After configuring these, test Copilot’s behavior: e.g., label a document as Secret and try asking Copilot about it with a user account. You should find Copilot refuses or gives a generic answer if policies are correctly in place. Over time, review Copilot-related DLP events in Purview reports to see if it attempted to access something blocked – this indicates your policies are actively protecting data.
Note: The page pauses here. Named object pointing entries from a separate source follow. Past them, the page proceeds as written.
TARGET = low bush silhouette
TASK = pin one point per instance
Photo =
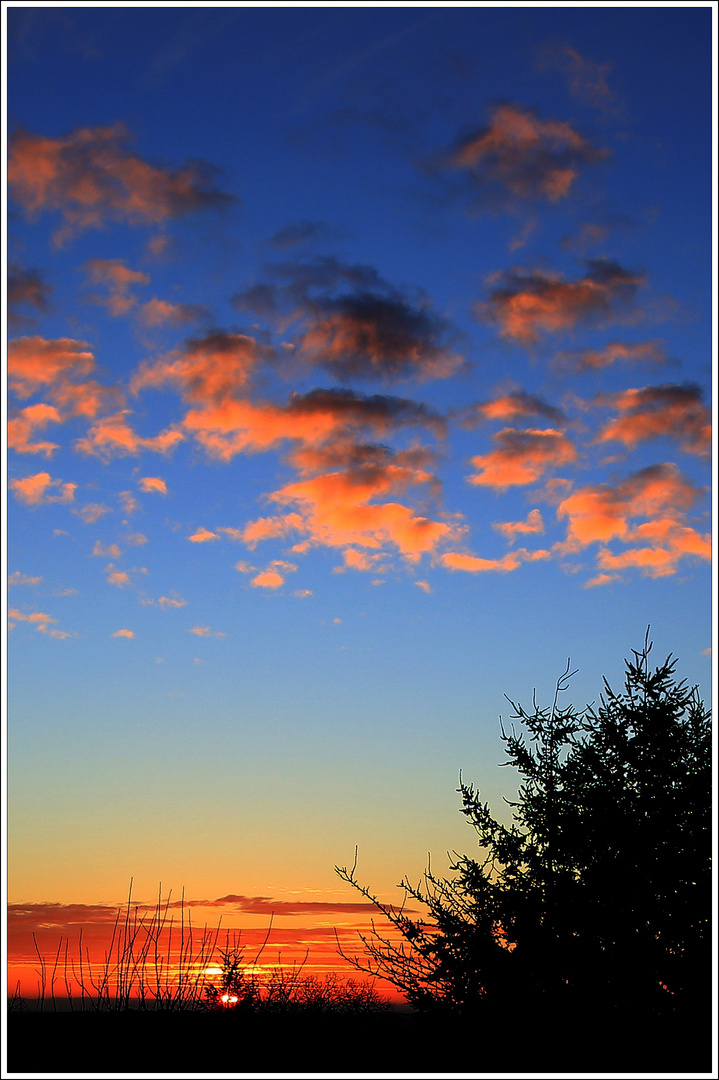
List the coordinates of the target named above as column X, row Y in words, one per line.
column 593, row 905
column 159, row 962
Policies for Third-Party AI Tools (e.g. ChatGPT, Bard, etc.): Third-party AI apps are outside the Microsoft 365 ecosystem, so policies focus on monitoring and preventing sensitive data from leaving your environment:
Endpoint DLP for AI Websites: As discussed in the setup, configure Endpoint DLP rules to cover major AI sites. Microsoft Purview comes with a built-in list of “supported AI sites”[2] (this includes OpenAI’s ChatGPT, Google Bard, Claude, Microsoft Bing Chat, etc.). You can use this list in your DLP conditions so that the rule triggers when any of those sites are detected. The policy can be in block mode or user override mode. For SMBs, a common approach is to warn/justify – i.e. when an employee tries to paste corporate data into ChatGPT, show a warning: “This action may expose sensitive data. Are you sure?” The user can then either cancel or proceed with justification, and the event is logged[3]. High-risk or highly sensitive cases should be outright blocked and logged. Purview’s one-click “Block sensitive info from AI apps in Edge” policy uses exactly this approach, targeting a set of common sensitive info types (financial info, IDs, etc.) and blocking those from being submitted to AI web apps via Edge[3]. You can customize the sensitive info types and message per your needs. For example, you might add keywords unique to your company (like project codenames) to the policy to ensure those cannot be shared with external AI.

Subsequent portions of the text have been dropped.